No words can really describe Minika!  Anyway, we went from the hot tub to the sauna to the steam room and back, all the while discussing life, health, motivation and inspirational topics, and since she is LDS and a very strong LDS, I found it fascinating discussing topics with her that I couldn't discuss with just anyone.  She is single right now but has 3 boys.  Minika has been a delight to meet on this journey!  We spent the entire afternoon into the evening at this spa.  Then Gennette's husband met us there after work and we all went to dinner.  Once again, an Arab feast.  I feel as though I have been on a 3 week Arabian cruise!  
This is Lucy:  Karen is so detailed there is nothing much to add but I do remember Minika told us the key to good health is "Water and Greens, Water and Greens, Water and Greens!!!!!!"  BTW Gennette told us that Minika is true royalty.  Her father and grandfather were the leaders of their people in Nigeria.  She is a fascinating person.  She was playing Primary songs on her CD player the first time she picked us up, the next time it was Salsa!  It was British 
Mother's Day and she was delighted when she received a text message from one of her sons in England:  "Mother I love you, Mother I do, Heavenly Father has sent me to you!" (It's a Primary Children's song).
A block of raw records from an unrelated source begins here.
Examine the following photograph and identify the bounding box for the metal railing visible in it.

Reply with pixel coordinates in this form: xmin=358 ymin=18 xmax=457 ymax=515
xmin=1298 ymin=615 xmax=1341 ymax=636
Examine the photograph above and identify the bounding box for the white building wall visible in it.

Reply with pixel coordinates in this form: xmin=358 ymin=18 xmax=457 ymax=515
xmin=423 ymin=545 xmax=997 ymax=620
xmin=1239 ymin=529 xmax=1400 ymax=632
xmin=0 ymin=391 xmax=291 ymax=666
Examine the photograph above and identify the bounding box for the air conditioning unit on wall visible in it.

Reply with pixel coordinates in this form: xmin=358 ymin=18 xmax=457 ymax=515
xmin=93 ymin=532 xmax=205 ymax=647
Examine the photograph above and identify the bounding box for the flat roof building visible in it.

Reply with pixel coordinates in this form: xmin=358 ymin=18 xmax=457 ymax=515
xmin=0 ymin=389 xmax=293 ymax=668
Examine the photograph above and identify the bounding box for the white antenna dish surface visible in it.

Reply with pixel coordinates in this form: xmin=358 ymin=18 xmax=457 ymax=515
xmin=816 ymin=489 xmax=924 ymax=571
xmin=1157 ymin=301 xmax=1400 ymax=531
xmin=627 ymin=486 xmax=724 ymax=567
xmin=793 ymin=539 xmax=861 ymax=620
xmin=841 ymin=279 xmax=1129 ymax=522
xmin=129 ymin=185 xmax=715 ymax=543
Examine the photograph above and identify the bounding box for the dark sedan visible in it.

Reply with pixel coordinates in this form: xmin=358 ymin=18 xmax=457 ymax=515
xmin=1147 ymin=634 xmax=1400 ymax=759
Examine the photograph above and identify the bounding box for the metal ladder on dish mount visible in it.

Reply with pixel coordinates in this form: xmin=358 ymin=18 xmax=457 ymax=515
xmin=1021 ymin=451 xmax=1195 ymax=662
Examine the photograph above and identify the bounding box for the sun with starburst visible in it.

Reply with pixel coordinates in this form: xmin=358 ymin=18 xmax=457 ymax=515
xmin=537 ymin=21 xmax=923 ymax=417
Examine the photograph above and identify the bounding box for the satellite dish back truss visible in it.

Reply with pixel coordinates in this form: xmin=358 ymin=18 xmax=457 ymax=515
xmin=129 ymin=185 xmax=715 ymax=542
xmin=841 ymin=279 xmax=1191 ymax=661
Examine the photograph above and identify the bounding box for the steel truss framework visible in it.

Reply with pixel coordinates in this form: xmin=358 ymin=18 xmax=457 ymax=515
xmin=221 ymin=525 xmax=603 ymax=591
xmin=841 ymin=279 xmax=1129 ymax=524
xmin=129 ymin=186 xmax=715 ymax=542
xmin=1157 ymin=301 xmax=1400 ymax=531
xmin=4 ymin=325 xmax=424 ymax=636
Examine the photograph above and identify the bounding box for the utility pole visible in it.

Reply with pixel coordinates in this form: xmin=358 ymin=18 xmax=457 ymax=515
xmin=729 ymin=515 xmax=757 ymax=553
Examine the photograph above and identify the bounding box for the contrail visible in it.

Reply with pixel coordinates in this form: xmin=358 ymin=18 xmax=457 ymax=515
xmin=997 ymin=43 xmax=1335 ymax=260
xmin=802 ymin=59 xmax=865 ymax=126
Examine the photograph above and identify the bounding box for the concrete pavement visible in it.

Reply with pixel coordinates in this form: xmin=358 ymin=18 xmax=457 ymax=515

I have known Gennette and her family about 45 years, first met Manuel Thomas, her father, when we lived in the Alma Ward in Mesa.  His family was still in Costa Rica and we sort of "adopted"  him.  It was a great day when he was finally able to bring his wife Adriana, Gennette, Olga, Adrianita and Mayela to the States.  We were one of the first to welcome them and we have been close friends ever since.  Gennette and I were in Saudi Arabia at the same time, but I was never able to visit her in Riyadh and  by the time she moved to Al Khobar we had left Dhahran.  Manuel was the most wonderful man.  He loved to make us laugh and have fun.  Gennette laughs just like he did and has taken over his role of making everyone feel good.  She and Eyad are wonderful hosts.  We thought we would get to Doha and slow down, put up our feet and relax.  Believe me, the whirlwind pace has continued and we are loving it.  Doha is a fascinating place and we will tell you more later.